Data extraction, audit and response to treatment

The digitalisation of healthcare records has led to the challenges of organising and working with big data. Manual extraction, collection and audit of such data is expensive, time-consuming and can introduce bias (41). Organised databases with defined parameters are one solution, with the American College of Surgeons National Surgical Quality Improvement Program being a notable example. This database has allowed surgeons to effectively audit, prognosticate and make evidence-based recommendations within their practice and research. NLP similarly offers a reliable and automated approach, through targeting individual keywords in multiple areas of interest to organise data in a more efficient manner.

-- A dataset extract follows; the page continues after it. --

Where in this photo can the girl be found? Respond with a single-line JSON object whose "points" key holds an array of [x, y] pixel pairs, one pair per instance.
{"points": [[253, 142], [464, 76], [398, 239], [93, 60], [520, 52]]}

NLP technologies are becoming more extensively trialled for this purpose in surgical oncology. Specifically, rule-based NLP tools have been shown to extract data from unstructured pathology reports with a high degree of accuracy. Abedian et al. demonstrated a NLP pipeline was able to identify four cancer subtypes (breast, prostate, colorectal, other) with 100% accuracy (42). Other studies have demonstrated outcomes ranging from 80%–100% indicating the accuracy of these tools is an area for ongoing optimisation and heavily dependent on the datasets and training algorithms applied (43, 44). Additionally, NLP has also demonstrated ability to extract additional key data in pathology reports, including parameters to allow for effective TNM staging of tumours and incomplete resection margins for cutaneous skin cancers, with high accuracy (42, 45, 46). Similar to this, NLP has also been tested in assessing response to treatment, with algorithms that examine pathology reports of breast cancer patients undergoing neoadjuvant therapy identifying complete pathological response with high sensitivity (90.5%) and accuracy (88.6%) (47).

NLP has also shown utility in extracting data from unstructured operative and radiology reports notes. Given the high volume of endoscopic procedures worldwide, NLP has been extensively trialled to extract data from colonoscopy reports with convincing outcomes. In particular, NLP has been demonstrated to extract key variables from colonoscopy reports including polyp characteristics (size, type, location) and bowel preparation quality with sensitivity and specificity of 95%–100% (48). Similar studies have confirmed accuracy levels ranging between 90%–100% for additional quality metrics including highest level of pathology, adenoma detection rate as well as other endoscopic modalities such as endoscopic retrograde cholangiopancreatography (ERCP) (4951). Additionally, one multicentre study confirmed that when the performance of NLP was compared to that of gastroenterologists, the error rate was similar (49). For handwritten operative notes, the use of digital transfer technologies like optical character recognition tools allow NLP to operate at high levels of accuracy (52). NLP has also been applied to other surgical specialties with high accuracy, including in neurosurgery to identify incidental durotomy or intra-operative vascular injury and in orthopaedics to identify quality metrics in hip and knee arthroplasty (30, 5355). When applied to radiology reports, NLP algorithms similarly achieve accuracy >90% through a variety of different applications. These include detection of intra-abdominal fluid suggestive of surgical site infection from CT reports, detection of bone metastasis from bone scintigraphy reports and characterisation of other surgical pathologies including periprosthetic fractures (5658). Despite this, accuracy of NLP is highly variable, with one study identifying poor accuracy in identifying critical features on thyroid ultrasound including echogenicity (27%) and margins (58.9%) (59).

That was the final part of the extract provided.